Nindy tertegun. "Maksudnya?"
"Iya, Non, coklat yang ada di kulkas sudah dilelehkan untuk bahan brownis. Mungkin itu coklat yang Non maksud." Bik Inah menjelaskan.
Mata Nindy terbelalak. "Jadi?”
"Non sendiri yang bilang kalau ambil saja bahan-bahan yang diperlukan di kulkas. Jadi Bibik ambil semua, termasuk coklat." Bik Inah menjawab sambil melirik Mama.

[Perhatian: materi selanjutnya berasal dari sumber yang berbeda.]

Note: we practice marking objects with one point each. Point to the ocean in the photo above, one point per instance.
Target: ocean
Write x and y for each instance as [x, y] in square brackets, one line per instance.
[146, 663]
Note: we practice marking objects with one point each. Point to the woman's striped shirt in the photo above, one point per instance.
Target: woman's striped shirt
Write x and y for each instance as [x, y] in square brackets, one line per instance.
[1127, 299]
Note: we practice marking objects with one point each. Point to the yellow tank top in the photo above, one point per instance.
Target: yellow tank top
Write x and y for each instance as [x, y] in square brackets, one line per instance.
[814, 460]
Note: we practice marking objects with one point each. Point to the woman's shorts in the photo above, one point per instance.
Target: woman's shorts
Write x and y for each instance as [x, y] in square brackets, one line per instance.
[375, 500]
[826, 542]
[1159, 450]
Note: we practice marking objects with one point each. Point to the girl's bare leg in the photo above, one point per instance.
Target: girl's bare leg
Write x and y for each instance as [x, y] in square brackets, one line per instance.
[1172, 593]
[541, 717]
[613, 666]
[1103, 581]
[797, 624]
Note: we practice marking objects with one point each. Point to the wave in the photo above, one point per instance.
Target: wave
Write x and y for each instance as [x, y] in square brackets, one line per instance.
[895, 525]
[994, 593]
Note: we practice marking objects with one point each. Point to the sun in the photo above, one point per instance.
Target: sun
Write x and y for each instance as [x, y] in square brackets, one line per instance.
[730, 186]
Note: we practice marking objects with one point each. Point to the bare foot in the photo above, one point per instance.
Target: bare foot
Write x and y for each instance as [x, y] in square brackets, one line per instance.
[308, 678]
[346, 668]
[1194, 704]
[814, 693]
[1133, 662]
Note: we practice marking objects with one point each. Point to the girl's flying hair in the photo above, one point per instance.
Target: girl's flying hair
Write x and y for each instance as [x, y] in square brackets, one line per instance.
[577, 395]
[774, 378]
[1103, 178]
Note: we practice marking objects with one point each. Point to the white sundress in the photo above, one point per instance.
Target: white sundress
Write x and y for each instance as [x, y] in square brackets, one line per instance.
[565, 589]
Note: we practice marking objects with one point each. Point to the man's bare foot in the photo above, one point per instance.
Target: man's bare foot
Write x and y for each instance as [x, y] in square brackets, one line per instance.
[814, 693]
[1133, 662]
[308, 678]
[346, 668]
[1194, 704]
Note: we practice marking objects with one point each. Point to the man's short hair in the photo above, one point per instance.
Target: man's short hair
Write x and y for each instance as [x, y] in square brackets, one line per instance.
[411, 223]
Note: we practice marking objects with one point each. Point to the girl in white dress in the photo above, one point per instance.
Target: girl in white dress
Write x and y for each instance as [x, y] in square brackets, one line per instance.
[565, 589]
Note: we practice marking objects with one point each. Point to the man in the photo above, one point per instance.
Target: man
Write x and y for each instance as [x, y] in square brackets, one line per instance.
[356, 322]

Sekarang Dira dan Zinka yang tersenyum mendengarnya. "Tuh, kan, Kak Nindy suka menuduh orang sembarangan."
Nindy hanya diam mendengar perkataan adik-adiknya. Wajahnya merah padam, bahkan dia enggan menatap wajah Mama.
Mama tersenyum melihat puterinya salah tingkah. "Jadi sekarang sudah jelas semua. Coklatnya sudah dibuat kue kemarin sama Bik Inah. Lain kali hati-hati kalau bicara, Nindy."
Dira menimpali. "Jadi siapa, Ma, yang dihukum karena memakan coklat Kak Nindy?"
"Menurut kamu siapa, Zinka?" Mama balik bertanya.
"Seluruh rumah, Ma. Soalnya kita semua, termasuk Papa, memakan browniesnya kemarin," jawab Zinka.
Seluruh rumah, kecuali Nindy, tertawa mendengarnya.